USD/JPY Hammer Holds, But Yen Risk Looms

03 October 2025

USD/JPY is carving a bullish hammer pattern above its 100-DMA (146.51) and cloud base (146.80), with support reinforced by a double-bottom at 146.60. The pair’s resilience reflects rising U.S. yields, though yen buyers remain positioned for hawkish BOJ risks later this month.

Macro & Sentiment

  • Fed Support: Decline in layoffs and hawkish Fed commentary underpinned USD demand, adding to Treasury yield strength.
  • Equity Flows: Renewed demand for U.S. tech stocks further weighed on the yen.
  • BOJ Dynamics: Market-implied probability of an October BOJ hike (~40%) is supporting yen calls.

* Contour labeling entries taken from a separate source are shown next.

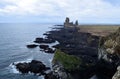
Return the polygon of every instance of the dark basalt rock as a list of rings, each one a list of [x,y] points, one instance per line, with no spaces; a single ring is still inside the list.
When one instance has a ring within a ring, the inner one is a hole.
[[[36,38],[34,42],[35,43],[42,43],[43,42],[43,38]]]
[[[44,38],[36,38],[34,42],[35,43],[54,43],[55,40],[48,39],[48,38],[45,38],[45,39]]]
[[[47,50],[45,50],[46,53],[54,53],[54,50],[52,48],[48,48]]]
[[[42,74],[44,75],[44,72],[48,69],[49,67],[46,67],[41,61],[37,60],[32,60],[30,63],[18,63],[16,64],[16,68],[21,72],[21,73],[28,73],[32,72],[34,74]]]
[[[35,44],[31,44],[31,45],[27,45],[27,48],[35,48],[37,47],[38,45],[35,45]]]
[[[28,63],[18,63],[16,64],[16,68],[21,72],[21,73],[28,73],[30,65]]]
[[[48,74],[45,74],[44,79],[59,79],[59,78],[55,76],[53,72],[50,72]]]
[[[30,65],[30,72],[33,73],[41,73],[44,70],[46,70],[46,66],[40,61],[32,60],[29,63],[29,65]]]
[[[48,45],[40,45],[39,46],[41,49],[44,49],[44,50],[46,50],[46,49],[48,49],[49,48],[49,46]]]

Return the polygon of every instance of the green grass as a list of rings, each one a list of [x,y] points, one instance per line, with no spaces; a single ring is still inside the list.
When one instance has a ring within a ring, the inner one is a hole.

Deputy Governor Uchida’s upbeat tone reinforces speculation of a policy shift if leadership transitions align with Shinjiro Koizumi’s rise.

Technical Levels

  • Supports:
    • 146.50 (100-DMA).
    • 146.21 (lower Bollinger).
    • 145.50 (Sept 17 low).
  • Resistances:
    • 147.84 (21-DMA).
    • 148.03 (daily cloud top).
    • 148.29 (200-DMA).
  • Indicators: Daily RSI is recovering from neutral levels; Bollinger Bands remain tight, indicating suppressed volatility before a likely expansion.

Strategic View

Bulls need a close above 147.84–148.03 to confirm upside extension. That would pave the way for a test of the 200-DMA at 148.29 and ultimately the weekly cloud at 149.45. Failure to hold above the 100-DMA risks a slide toward 146.20–145.50. BOJ communication is the near-term wildcard, with potential to trigger either a renewed push toward 149 or a sharp yen rebound.